In Figure in the Urban Landscape 31, Brooklyn-based Derrick Adams employs the tradition of portraiture to navigate and reimagine life in an urban society, creating a truly modern family picture of father and daughter. A black and white city grid, evocative of movement and progress, perfectly frames the posing subjects. As matte and painterly passages of pastel teal, lime, emerald and olive greens surround the figures, three miniature model cars traverse the open, perpendicular blacktop roads that cut across the composition. While one could consider the subjects as contained within this industrial grid, Adams asserts that their presence is strong enough to inform the space and mandate the latitudes and longitudes marked on the canvas. At first glance, Figure in the Urban Landscape 31, expresses leisure and comfort within an African-American family, but Adams upends traditional perspective by providing two various viewpoints – one, with vertiginous, zoomed out highways intersecting through the composition, and the other, a photogenic father and daughter posing at center.

Inspired by artists such as David Hammons, Mickalene Thomas, Ed Clark and Adrian Piper, Adams also draws inspiration from pop culture, personal memory and neighbors, admitting, “I pay attention to everything, from store windows, to people in cafes talking, to people on the corner communicating.

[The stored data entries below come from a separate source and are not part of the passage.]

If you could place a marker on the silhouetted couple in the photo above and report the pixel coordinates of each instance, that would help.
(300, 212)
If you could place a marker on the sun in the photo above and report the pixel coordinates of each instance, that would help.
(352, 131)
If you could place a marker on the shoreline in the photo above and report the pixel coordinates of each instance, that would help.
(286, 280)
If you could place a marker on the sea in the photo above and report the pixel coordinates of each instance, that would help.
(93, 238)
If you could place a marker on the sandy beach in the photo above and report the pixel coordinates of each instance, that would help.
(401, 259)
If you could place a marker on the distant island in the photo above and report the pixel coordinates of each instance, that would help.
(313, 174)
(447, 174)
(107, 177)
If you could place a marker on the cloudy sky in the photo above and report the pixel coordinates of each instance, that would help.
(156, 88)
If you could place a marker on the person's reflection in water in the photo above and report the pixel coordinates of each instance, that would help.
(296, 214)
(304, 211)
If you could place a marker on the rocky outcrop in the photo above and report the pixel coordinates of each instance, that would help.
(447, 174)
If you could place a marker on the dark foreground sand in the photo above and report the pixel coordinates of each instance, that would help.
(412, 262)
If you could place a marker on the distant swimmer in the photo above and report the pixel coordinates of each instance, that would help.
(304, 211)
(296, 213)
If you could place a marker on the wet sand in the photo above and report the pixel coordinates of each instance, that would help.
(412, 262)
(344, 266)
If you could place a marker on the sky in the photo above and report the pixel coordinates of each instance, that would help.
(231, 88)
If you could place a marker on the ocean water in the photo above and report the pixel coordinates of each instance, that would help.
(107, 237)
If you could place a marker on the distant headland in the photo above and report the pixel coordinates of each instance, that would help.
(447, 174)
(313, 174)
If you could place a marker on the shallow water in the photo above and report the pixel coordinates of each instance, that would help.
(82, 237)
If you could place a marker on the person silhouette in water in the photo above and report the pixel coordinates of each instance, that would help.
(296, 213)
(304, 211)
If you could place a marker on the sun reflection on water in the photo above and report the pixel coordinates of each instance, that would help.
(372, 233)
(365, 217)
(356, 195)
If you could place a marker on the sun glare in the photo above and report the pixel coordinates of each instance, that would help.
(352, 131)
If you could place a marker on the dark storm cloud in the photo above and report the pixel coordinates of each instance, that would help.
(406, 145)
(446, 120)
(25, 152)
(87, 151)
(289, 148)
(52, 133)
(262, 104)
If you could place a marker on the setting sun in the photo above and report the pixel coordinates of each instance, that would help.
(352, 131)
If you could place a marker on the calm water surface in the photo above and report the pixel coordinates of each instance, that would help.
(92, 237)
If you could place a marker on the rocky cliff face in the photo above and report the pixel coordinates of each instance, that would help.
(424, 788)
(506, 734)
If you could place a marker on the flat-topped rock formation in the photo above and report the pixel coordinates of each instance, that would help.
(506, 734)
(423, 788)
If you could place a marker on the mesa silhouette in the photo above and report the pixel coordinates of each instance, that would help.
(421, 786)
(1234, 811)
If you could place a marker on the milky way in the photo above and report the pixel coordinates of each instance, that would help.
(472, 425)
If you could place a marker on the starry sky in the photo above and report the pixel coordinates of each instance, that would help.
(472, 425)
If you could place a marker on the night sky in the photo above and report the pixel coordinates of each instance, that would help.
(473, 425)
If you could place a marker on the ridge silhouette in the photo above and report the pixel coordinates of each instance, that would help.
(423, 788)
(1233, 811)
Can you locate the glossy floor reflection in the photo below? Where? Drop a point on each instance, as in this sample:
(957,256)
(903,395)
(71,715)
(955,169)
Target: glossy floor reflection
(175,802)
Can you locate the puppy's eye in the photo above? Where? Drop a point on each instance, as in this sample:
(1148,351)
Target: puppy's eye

I like to think about surroundings as source materials” (D. Adams, quoted in C. Moore, “Star Artist Derrick Adams Explains the Radical Power of Making Work About Black People “Just Being, Living,” Artnet News, 5 February 2020). The floral, plaid and seersucker fabric collage pasted within each figure’s garments not only lends a phenomenal and tactile surface quality to the picture, but also reveals Cubism’s influence on the artist. Rendered with blocks of warm shades of coffee, caramel and chocolate juxtaposed with patches of brilliant camel and honey, each tender face recalls traditional African sculpture.

A continuation of his Deconstruction Worker series that he began over a decade ago, Adams’ Urban Landscapes from 2019 include various empowering, fulfilling and dignifying portraits of Black men, women and children, exemplifying the artist’s pursuit in creating spaces that imagine alternative narratives. The artist classifies his critical and philosophical analysis through cultural examination as “a testament of perseverance”. He continues, “We have to represent a certain sense of normalcy in order to stabilize the culture so that young people who are coming after us can look at themselves as fully dimensional humans—not always pushing against something, but basically just existing in a way that’s unapologetic and natural” (D. Adams, quoted in C. Moore, “Star Artist Derrick Adams Explains the Radical Power of Making Work About Black People “Just Being, Living,” Artnet News, 5 February 2020). By setting the figures against a lush, green landscape, Adams conjures up an idyllic image of a Sunday afternoon in the park. The paternal embrace of a present and loving father thus shifts perceptions of a modern black family: a rebellion against stereotypical representations. The identities of the sitters are perhaps purposefully ambiguous, allowing their anonymity to become a catalyst for latent imagination.